Last week was a difficult yet enlightening one for me. Circumstances forced me to get honest with myself and let go of a long cherished fantasy. I don't care to share what that fantasy was except to say it was one that brought a great deal of joy and pleasure to my life and another until it became unhealthy.
The funny thing is, I believed I had let go of this fantasy some time ago only to be hit in the gut with the realization that I hadn't loosened my grip on it nearly as much as I wanted to believe. I was confronted with the stark realization that I had lived for years and was still living with the hope of making my fantasy work without injury to myself or others. I did a good job of convincing myself that I could control myself, but this relationship was not like the others that I could take or leave. It never would be because my heart was wrapped up in it and it always would be no matter how hard I tried to tell myself otherwise.
The realization was quite a shock to me. I had done a marvelous job of lying to myself with the noble intent of soothing what hurt while all along nurturing the hope that still nested in my heart.
The result of all this is a swirl of feelings and emotions. I find myself grieving the loss of something dear to me all over again. I found myself unable to control tears I had not shed for this fantasy for years as it disintegrated before me once and for all.
While at the same time experiencing a great sense of relief that I could finally free myself and another from this desire that did not serve. I felt a sense of gratitude that I was finally forced to be brutally honest with myself about this secret hope that still lived in my heart and the fact that it simply could not be.
I would like to say I am at peace with this loss now, but I am not there yet. What I feel is a certain sense of emptiness. What I feel is fear for how I will replace something that had occupied a large space in my heart for many years. While enjoying a sense of release with letting this fantasy go, I also feel a great deal of sadness to see it die. Although a source of great pain when I allowed it to swirl out of control, it was also a source of great happiness and intense desire in my life. How do you replace something like that?

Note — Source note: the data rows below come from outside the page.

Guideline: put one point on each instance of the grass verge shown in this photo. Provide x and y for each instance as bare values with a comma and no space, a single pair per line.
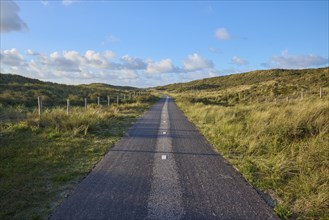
281,149
43,159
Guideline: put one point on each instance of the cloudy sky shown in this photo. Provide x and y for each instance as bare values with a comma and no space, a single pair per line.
150,43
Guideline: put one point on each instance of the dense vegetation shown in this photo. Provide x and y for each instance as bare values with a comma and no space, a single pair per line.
43,158
19,90
273,127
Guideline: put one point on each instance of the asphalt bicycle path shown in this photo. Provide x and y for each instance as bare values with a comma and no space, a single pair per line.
164,169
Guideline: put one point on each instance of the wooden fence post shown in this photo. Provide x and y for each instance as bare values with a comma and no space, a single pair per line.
39,105
68,107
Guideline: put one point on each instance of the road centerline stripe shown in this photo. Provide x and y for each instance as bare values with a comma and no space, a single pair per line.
165,199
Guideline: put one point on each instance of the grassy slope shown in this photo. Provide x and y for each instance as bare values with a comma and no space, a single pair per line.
280,148
43,158
18,90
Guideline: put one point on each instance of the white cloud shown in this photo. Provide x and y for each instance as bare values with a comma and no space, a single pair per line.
285,60
96,60
75,67
44,2
9,18
196,62
32,53
109,54
133,63
163,66
239,61
127,74
214,50
222,34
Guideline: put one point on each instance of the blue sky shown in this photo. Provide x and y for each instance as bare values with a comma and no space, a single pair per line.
150,43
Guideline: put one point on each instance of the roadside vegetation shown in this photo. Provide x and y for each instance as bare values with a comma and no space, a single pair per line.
43,158
273,128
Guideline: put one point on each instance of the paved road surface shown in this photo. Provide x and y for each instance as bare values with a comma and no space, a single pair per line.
163,169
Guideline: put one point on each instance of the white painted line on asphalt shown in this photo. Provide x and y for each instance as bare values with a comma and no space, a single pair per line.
165,179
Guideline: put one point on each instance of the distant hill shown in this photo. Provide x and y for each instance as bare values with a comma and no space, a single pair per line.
19,90
303,78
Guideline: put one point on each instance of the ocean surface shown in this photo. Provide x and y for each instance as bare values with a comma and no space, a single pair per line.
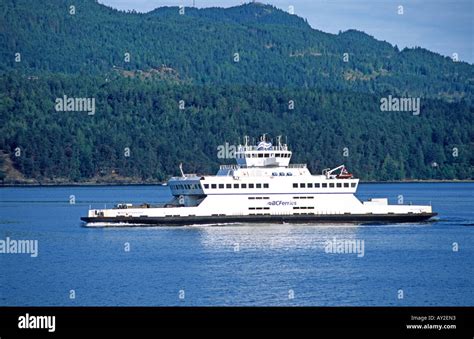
403,264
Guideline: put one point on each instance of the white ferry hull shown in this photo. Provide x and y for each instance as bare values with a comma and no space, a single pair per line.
258,219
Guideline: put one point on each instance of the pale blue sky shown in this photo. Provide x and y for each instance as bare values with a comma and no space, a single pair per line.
442,26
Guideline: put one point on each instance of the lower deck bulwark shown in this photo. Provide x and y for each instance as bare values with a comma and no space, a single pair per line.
261,219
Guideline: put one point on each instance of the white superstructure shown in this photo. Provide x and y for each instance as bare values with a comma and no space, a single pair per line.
263,187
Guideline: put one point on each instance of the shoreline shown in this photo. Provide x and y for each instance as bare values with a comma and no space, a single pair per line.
104,184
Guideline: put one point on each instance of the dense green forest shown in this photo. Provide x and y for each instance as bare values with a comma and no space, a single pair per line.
336,116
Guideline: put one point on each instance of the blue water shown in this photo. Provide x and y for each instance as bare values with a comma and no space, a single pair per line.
234,265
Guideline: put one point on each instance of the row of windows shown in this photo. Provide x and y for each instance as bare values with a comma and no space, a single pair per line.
282,174
262,155
324,185
187,187
237,186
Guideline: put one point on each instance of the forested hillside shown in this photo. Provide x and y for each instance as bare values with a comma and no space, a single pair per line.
140,68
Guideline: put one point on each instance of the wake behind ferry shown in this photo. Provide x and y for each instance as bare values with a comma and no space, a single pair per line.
263,187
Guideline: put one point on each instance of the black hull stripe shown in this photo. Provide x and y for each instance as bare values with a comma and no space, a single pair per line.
344,218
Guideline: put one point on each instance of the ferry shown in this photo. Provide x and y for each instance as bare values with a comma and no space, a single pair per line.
262,187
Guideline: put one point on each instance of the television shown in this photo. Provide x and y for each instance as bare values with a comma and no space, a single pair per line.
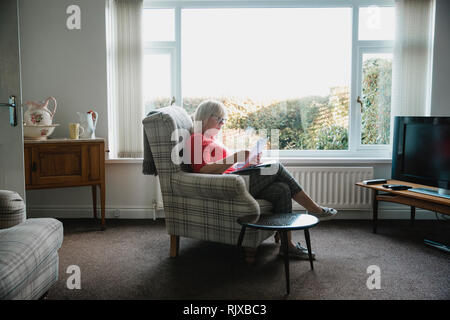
421,153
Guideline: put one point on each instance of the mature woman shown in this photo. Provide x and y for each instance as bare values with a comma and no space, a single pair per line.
209,156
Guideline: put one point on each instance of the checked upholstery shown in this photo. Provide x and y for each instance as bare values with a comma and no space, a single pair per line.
199,206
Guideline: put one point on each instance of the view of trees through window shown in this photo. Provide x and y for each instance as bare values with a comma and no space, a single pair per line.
307,67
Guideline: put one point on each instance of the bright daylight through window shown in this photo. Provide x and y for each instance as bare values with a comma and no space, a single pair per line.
289,69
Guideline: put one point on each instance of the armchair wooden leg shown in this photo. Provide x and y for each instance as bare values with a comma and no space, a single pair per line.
174,246
277,237
250,254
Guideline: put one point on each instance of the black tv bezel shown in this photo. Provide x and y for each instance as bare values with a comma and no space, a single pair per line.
400,123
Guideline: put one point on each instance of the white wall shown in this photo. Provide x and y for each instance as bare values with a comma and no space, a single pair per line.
67,64
71,65
440,93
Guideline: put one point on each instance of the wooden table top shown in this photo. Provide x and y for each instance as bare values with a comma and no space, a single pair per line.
61,140
407,193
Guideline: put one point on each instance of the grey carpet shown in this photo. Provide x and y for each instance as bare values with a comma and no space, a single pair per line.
130,260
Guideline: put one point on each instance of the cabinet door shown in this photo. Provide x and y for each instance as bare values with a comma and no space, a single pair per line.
58,164
93,160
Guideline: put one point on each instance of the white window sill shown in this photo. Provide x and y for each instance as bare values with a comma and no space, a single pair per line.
289,161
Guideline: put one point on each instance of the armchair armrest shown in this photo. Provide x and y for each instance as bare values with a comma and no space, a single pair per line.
213,186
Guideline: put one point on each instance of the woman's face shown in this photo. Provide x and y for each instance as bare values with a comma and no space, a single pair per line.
213,125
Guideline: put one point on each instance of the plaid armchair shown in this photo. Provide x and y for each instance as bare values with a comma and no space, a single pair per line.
199,206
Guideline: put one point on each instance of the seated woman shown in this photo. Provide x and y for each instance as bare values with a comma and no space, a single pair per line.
209,156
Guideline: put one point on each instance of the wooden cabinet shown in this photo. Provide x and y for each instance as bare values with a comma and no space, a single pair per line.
59,163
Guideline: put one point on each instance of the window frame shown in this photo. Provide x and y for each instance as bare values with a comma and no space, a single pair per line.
355,148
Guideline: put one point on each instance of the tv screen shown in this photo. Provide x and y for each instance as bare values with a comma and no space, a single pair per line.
421,150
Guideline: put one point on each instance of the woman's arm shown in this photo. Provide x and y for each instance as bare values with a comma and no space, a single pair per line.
223,164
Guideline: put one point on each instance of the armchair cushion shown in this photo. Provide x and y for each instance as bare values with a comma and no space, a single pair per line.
26,250
210,186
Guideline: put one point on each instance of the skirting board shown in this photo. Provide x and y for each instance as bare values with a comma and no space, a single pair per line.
148,213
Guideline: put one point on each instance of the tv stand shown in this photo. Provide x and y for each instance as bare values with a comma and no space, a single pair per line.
406,197
431,192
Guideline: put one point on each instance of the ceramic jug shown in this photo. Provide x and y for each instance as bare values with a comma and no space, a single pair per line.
88,120
39,113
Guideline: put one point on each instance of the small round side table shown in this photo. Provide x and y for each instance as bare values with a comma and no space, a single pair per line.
281,222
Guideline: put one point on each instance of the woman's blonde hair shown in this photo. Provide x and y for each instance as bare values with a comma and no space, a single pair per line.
209,108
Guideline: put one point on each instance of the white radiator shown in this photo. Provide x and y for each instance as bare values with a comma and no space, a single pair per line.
334,186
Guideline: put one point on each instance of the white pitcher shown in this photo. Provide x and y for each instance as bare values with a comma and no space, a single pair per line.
88,120
39,113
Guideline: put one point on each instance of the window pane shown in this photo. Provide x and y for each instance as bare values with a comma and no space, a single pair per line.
376,23
274,69
156,81
376,98
158,25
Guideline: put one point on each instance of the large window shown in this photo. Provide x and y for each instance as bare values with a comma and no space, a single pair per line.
320,78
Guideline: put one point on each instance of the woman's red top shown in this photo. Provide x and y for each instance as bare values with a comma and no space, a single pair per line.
211,151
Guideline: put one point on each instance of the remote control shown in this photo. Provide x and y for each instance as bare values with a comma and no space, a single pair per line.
396,186
375,181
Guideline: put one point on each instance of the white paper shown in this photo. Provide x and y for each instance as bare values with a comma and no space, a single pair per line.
259,147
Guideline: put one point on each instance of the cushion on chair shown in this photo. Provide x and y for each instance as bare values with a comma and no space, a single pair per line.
24,252
12,209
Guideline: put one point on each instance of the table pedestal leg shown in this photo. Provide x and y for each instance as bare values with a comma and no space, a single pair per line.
241,236
308,245
375,210
285,246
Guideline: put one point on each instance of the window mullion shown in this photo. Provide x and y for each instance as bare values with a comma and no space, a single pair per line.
177,60
354,123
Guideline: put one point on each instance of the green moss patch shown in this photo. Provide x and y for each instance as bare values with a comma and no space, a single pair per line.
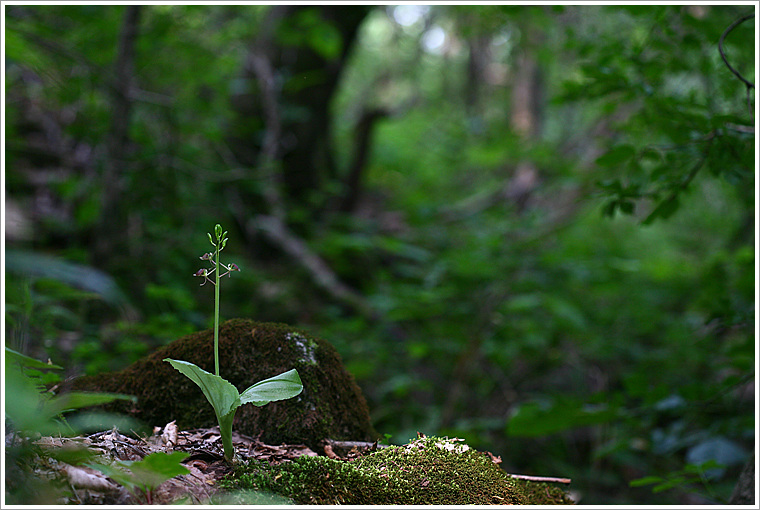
330,406
427,471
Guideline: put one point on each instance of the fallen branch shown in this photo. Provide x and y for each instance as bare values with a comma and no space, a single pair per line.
278,232
548,479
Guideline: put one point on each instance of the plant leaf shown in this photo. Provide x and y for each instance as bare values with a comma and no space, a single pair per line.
280,387
222,395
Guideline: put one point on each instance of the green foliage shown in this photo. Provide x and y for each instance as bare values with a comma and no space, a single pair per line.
144,476
425,471
494,318
30,408
220,393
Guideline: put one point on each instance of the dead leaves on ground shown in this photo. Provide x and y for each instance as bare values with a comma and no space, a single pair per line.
206,464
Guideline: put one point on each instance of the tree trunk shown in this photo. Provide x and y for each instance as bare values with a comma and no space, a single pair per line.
111,227
307,48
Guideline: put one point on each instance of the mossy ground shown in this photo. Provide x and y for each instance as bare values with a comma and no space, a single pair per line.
427,471
330,406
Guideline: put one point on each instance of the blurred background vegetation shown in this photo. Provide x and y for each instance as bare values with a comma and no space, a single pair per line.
532,227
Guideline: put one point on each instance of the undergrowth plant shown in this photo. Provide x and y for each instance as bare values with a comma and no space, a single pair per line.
221,394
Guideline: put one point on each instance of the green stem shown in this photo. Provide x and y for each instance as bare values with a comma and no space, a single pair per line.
216,312
225,430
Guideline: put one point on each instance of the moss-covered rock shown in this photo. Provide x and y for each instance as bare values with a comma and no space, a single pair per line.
330,406
427,471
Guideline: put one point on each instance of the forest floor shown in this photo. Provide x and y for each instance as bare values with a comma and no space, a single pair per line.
91,469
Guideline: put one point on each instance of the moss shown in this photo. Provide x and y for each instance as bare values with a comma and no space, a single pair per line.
331,405
428,471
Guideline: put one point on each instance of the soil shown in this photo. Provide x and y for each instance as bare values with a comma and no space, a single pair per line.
426,471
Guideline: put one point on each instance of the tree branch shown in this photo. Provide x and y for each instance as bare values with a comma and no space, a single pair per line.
746,82
277,232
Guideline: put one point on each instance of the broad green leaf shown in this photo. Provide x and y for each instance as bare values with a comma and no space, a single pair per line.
280,387
222,395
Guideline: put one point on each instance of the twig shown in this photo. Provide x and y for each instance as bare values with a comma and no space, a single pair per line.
746,82
733,25
550,479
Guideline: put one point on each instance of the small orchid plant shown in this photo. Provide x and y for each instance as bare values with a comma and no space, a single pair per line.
221,394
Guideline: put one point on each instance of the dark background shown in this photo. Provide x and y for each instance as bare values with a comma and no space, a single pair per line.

I have an overwhelming sense,however that this is a new beginning for me. Holding onto the hope of this fantasy whether I was concious of doing so or not, kept me stuck in the same place in my life as I waited for the past to be reborn. As for the empty space I spoke of, I am fully aware now that I have tried to fill this space not only with this particular fantasy, but with a vast array of people, things, and habits (some healthy, some decidely unhealthy) none of which ever completely did the trick simply because they were never meant for that purpose. I recognize now that no person(not even Jay or my children) or thing or habit is ever going to be big enough to fill it. A truth I have only recently come to accept as fact. I know beyond the shadow of a doubt that only something much Bigger offers what I seek to fill that space.
While wistful at letting go of the past, I also look forward to a new beginning with a deeper understanding of who I am and where I've been. I feel grateful to have been loved so well in my life both past and present by romantic partners, friends and family. I am content to understand that just because someone cannot offer their love to you in the form you would most desire, doesn't make it any less real for you or for them.
I can find peace in acceptance that I don't always know what's best for myself, my desires are sometimes not ones which would serve me most. If I will get out of the way, and allow it, there is a Force greater than myself that does know how to find my greater good and will lead me to it. I am grateful to all those He places along my path (some of them read this blog and know who they are) to help me find my way there.